In deze les zitten 24 slides, met interactieve quizzen en tekstslides.
Lesduur is: 30 min
Onderdelen in deze les
Goedemorgen!
- Jas aan de kapstok
- Telefoon in de bak
- Kauwgom in de prullenbak
Slide 1 - Tekstslide
- Welkom
- Wie is er wel en wie niet?
- Verwachtingen en afspraken
- Wat gaan we doen?
Slide 2 - Tekstslide
Verwachtingen en afspraken
- Tijdens de instructie ben je stil en luister je.

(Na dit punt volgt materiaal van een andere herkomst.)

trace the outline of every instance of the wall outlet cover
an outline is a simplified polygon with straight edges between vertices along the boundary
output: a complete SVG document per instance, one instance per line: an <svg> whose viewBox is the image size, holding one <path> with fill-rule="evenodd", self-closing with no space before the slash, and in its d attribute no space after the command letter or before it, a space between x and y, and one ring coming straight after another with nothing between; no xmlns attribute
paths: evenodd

- Je maakt je taken serieus.
- Je let op jezelf.
Slide 3 - Tekstslide
Wat gaan we doen?
- instructie verhaalsommen
- aan de slag
- nieuwe presentatie
Slide 4 - Tekstslide
Doel van deze les
We leren in deze les:
- welke stappen we moeten nemen om antwoord te geven op een verhaalsom.
We oefenen deze les:
- met het uitrekenen van verhaalsommen.
Slide 5 - Tekstslide
Een flat is 24 meter hoog. Het gebouw daarnaast is 2 keer zo hoog. Hoe hoog is dit gebouw?
Slide 6 - Open vraag
Uitleg
24 + 24 =
48
Slide 7 - Tekstslide
Er zijn 35 lollies. Deze worden eerlijk verdeeld over 5 kinderen. Hoeveel lollies krijgt elk kind?
Slide 8 - Open vraag
Uitleg
35:5=
Ik denk aan de tafel van 5
7 x 5= 35
Slide 9 - Tekstslide
Bij een computerspel kun je 500 punten halen. Je hebt er al 325. Hoeveel kun je er nog halen?
Slide 10 - Open vraag
Uitleg
500 - 325
of
325 +........=500
Slide 11 - Tekstslide
Rik en Evi hebben evenveel geld. Rik heeft 7 briefjes van 50, hoeveel briefjes van 10 heeft Evi?
Slide 12 - Open vraag
Uitleg
7 x 50= 350
350:10 = 35
Slide 13 - Tekstslide
Iris heeft 61 postzegels. Stella heeft 40 postzegels. Hoeveel postzegels heeft Stella er minder dan Iris?
Slide 14 - Open vraag
Een verkoper op de markt begint 's morgens met 82 peren. Er komt een klant die er 7 koopt, een klant die er 2 koopt en nog een die er 3 koopt. Hoeveel peren heeft de verkoper dan nog?
Slide 15 - Open vraag
Uitleg
82 - 7 = 75
75- 2= 73
73- 3 = 70
Slide 16 - Tekstslide
Wout moet 75 euro betalen. Hij heeft al 32 euro betaald. Hoeveel euro moet hij nog betalen?
A
43
B
32
C
54
D
23
Slide 17 - Quizvraag
Sam, James, Bart en Morris moeten 100 kranten rondbrengen. Ze verdelen het eerlijk, hoeveel moet ieder er rondbrengen?
Slide 18 - Open vraag
Kian koopt een pakje koekjes voor 95 cent. Ze betaalt met 3 munten van 20 cent en 1 munt van 50 cent. Hoeveel cent krijgt ze terug?
Slide 19 - Open vraag
Uitleg
De koekjes kosten 95 cent.
3 munten van 20 cent = 60 cent 1 munt van 50 cent = 50 cent
60 cent + 50 cent = 110 cent.
110 - 95 = 15 cent terug
Slide 20 - Tekstslide
Aan de slag!
- ga naar: redactiesommen.nl
- klik op: Oefenen
- klik op: inloggen als klas
- wachtwoord: klas2C!
- klik op: je eigen naam
oefenen
Slide 21 - Tekstslide
Slide 22 - Tekstslide
Presentatie 3!
- Je kiest je eigen onderwerp
- onderwerp bedacht? Vraag aan de docent of dit onderwerp goed is.